An increased investment of €60m allowed us to provide the teachers and capitation necessary to support the growing number of students in our schools.
And it allowed us to progress reforms such as junior cycle reform, or the implementation of the successful literacy and numeracy strategy.
But it didn’t allow us to do much more than that.
This year, as our economy has continued to recover, we saw greater investment in vital public services.
In other Departments, this has allowed for an expansion of the free-preschool year, along with welcome supports for children with special needs in pre-school settings.
The provision of free GP care to all children under 12 is hugely important, and I look forward to further developments in that area over the next few years.
And in education, beginning to reduce class sizes in primary schools is a step I was delighted to be able to take.
In your sector, I have provided 300 extra teachers to support guidance counselling in schools.
The pupil-teacher ratio is being reduced from 19 to 1, to 18.7 to 1 in most schools.
The same improvement for DEIS schools will see the pupil-teacher ratio reduced to 17.95 to 1.
Making the change in this way will allow each school to decide how best to allocate the additional resources to make sure they meet the guidance needs of the school.
I also announced on Tuesday that a summer works scheme will operate in 2016 and 2017, with a fund of €80m available over the two years.
We will be inviting applications from schools in November for this scheme.
And I have ring-fenced an additional investment of over €10m to expand the apprenticeship opportunities available to our young people.
I plan to roll-out 25 new types of apprenticeships during 2016, in areas such as financial services, ICT and hospitality.
Next year, over 4,000 young people will begin apprenticeships, compared to just 1,200 three years ago.
In total, we will see an additional investment of €144m in education next year, and we will increase the number of teachers in our schools by 2,260 - a remarkable increase in just one year.
It is a real pleasure to be here with you in Galway today.
We have come through a remarkable and traumatic period over recent years.
The education budget shrank for a number of years, even while the number of children and young people in education increased.
But our schools stayed open, and implemented substantial changes even during these years.
A literacy and numeracy strategy that has delivered the first improvements to reading a maths in a generation has been rolled out.
Reform of junior cycle is underway.

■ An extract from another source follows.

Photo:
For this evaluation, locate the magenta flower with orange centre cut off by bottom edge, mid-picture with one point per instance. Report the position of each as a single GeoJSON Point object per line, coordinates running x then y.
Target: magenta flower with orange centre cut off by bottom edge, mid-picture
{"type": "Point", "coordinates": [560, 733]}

Schools are evaluating yourselves in a systematic way.
And all of this was done even while you provided young people with respite from the economic storm that raged through so many homes.
All of this is a testament to the quality of school leaders in Ireland.
You are exceptional people, who display commitment and passion every day.
It’s a relief to me, just as it is to all of you, that our crisis period is fading.
And that we can begin to turn ourselves towards a growing renewal of investment in education.
I look forward to continuing to work with you to plan for that renewal.